Dear all, I have the questions about the openAI assistant chunk size and chunk overlap of file search tool?

Dear all, I have the questions about the openAI assistant chunk size and chunk overlap of file search tool

In the assistant playground, the default parameters for file search’s chunk size and chunk overlap are 800 and 400, respectively.

If I upload guideline files (instructions for the AI on how to format reports and special focus items) with content sizes of 1500 and 400 tokens, what should I set the chunk size and chunk overlap parameters to?

Or should I just use the default settings?

Thank you.

Instructions for the AI should always be present.

The file_search is just that: a function that the AI must invoke with query terms to search upon.

The AI is not going to search “do you have any instructions for how I should format reports” automatically, and doing so in multiple turns of tool calls by exhaustive instruction to AI in a system message would be just as wasteful as simply always having those documents with operational methods present in instructions.

To answer the question though, if you pick a large chunk size for a file, larger than the number of language tokens within, you get one chunk per file. Then the file content is either returned in whole by a search, or other relevant chunks from other files displace it (and the search doesn’t have a threshold, it always returns results, regardless of how irrelevant). At least one huge chunk has no wasteful overlap if you are curating document sizes and contents yourself.

1 Like

hank you for your response. So the tokens for instructions are counted towards the 4096 tokens limit for each conversation with the assistant?

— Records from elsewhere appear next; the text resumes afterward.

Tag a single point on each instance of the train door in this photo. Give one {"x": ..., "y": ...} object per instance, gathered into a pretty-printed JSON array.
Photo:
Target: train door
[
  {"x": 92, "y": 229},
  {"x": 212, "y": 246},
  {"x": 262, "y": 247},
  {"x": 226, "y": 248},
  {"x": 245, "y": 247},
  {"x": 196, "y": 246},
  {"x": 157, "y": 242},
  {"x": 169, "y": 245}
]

If I have records of conversations between a social worker and a client, and I want the assistant to generate a case report based on our social worker’s report format (including important points and content) and the mental status examination guideline, do the assistant instructions need to be this detailed, consuming many tokens?

Thank you


The user will provide you with records of conversations between a social worker and a client. “Q:” represents the social worker’s questions; “A:” represents the client’s answers. You need to write the client’s case report based on the conversation record. Before writing, you must read and understand the conversation record completely.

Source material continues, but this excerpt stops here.